フロリダ同性愛バー襲撃テロ 国内分裂の矛盾突くIS
Japan In-depth / 2016年6月13日 9時14分
岩田太郎(在米ジャーナリスト)
「岩田太郎のアメリカどんつき通信」
米フロリダ州オーランド市の人気ゲイバー「パルス」で、過激派組織「イスラム国」(IS)の思想に影響を受けたニューヨーク州生まれのアフガニスタン系米国人オマル・マティーン容疑者(享年29)が12日早朝、合法的に入手したAR-15ライフルや銃で同性愛客を標的にした攻撃を行い、50名が死亡・53名が負傷した(日本時間13日6時現在)事件は、米史上最大・最悪の銃撃事件となり、米政府はイスラム過激派のヘイトクライム(憎悪犯罪)テロ攻撃と認定した。
米欧の軍事的攻撃により本拠地のイラクとシリアで弱体化したISに忠誠を誓うマティーン容疑者の行動は、米国内で高まるイスラムへの憎悪感情や銃規制を決められない米国政治の無能ぶりを巧妙に突き、米国が自国の矛盾や問題を解決できないことを浮き彫りにした。テロ直後の現在の米国は表面上「反テロ」で団結しているが、いずれ世論が割れ、米社会がさらに分裂して弱体化し、ISや他のイスラム過激派を利するだろう。
このテロは、米大統領選で「反イスラム」的姿勢をとり、銃規制に反対する共和党のドナルド・トランプ候補(69)と、「寛容社会」の言説を用い、銃規制を訴える民主党のヒラリー・クリントン候補(68)が本選で一騎打ちとなるタイミングで引き起こされたため、本選では銃規制や同性愛者政策や対イスラム政策が争点になり、国論分裂を深めよう。
バラク・オバマ大統領は、過激派の意図を敏感に感じ取り、記者会見で「米国人として結束して立ち向かわなければならない」と訴えた。

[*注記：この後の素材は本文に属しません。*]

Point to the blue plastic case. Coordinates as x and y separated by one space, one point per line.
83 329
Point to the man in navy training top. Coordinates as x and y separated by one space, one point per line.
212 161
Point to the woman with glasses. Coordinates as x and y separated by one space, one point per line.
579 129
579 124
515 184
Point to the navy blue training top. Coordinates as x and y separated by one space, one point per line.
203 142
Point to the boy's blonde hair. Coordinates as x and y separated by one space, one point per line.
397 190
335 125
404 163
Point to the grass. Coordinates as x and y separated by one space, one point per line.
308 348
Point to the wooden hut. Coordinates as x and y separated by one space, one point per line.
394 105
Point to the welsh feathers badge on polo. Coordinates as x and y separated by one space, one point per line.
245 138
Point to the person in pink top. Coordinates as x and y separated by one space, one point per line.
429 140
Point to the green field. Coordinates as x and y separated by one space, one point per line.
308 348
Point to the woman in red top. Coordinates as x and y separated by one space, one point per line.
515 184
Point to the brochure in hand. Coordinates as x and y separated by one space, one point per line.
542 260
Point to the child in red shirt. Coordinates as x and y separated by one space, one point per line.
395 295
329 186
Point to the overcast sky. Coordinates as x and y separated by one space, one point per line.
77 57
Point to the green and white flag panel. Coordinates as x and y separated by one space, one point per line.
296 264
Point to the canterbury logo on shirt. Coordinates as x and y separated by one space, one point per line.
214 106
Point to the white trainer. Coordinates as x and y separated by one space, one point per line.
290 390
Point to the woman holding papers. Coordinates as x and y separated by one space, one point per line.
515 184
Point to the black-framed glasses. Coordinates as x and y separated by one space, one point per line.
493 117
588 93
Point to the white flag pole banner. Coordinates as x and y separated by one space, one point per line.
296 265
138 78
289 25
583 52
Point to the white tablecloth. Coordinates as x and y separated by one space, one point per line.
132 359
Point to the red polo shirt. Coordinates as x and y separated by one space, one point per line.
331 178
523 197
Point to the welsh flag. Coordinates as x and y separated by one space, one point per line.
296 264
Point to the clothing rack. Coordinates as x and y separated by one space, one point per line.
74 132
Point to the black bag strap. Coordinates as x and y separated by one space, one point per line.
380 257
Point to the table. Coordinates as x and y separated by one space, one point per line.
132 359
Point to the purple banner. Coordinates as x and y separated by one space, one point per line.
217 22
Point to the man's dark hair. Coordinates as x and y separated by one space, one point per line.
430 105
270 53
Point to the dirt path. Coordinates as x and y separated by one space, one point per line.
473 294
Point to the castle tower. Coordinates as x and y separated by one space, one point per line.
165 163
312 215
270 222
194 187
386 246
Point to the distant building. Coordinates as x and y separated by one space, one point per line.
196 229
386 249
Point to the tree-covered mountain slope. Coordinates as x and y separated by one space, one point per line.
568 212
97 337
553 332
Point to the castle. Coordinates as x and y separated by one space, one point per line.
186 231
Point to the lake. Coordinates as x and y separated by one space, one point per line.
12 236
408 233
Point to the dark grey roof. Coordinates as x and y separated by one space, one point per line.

だがすでに、分裂の兆候は表れている。
保守派とリベラル派はテロ非難で一致しているが、多くの保守派論客は今回の事件が「イスラム過激派によるテロ」である側面を強調し、マティーン容疑者の動機の一部が同性愛者嫌悪であることに触れない。同容疑者は以前、同性愛者の多いマイアミ市で二人の男性がキスをしているのを目撃して憤り、父親にその感情をぶちまけていた。
共和党のダン・パトリック・テキサス州副知事(66)は、「人は種を蒔けば、その刈り取りもする」という新約聖書の句を引用したツイートを行い、テロの犠牲になった同性愛者は、天罰を受けたと示唆した。また、同党のトランプ候補は、「オバマ大統領は、やっと『イスラム過激派』という言葉を口にするだろうか。イスラム過激派を名指ししないなら、恥じて辞めるべきだ」とツイートしている。トランプ支持者のイスラム憎悪は増幅される。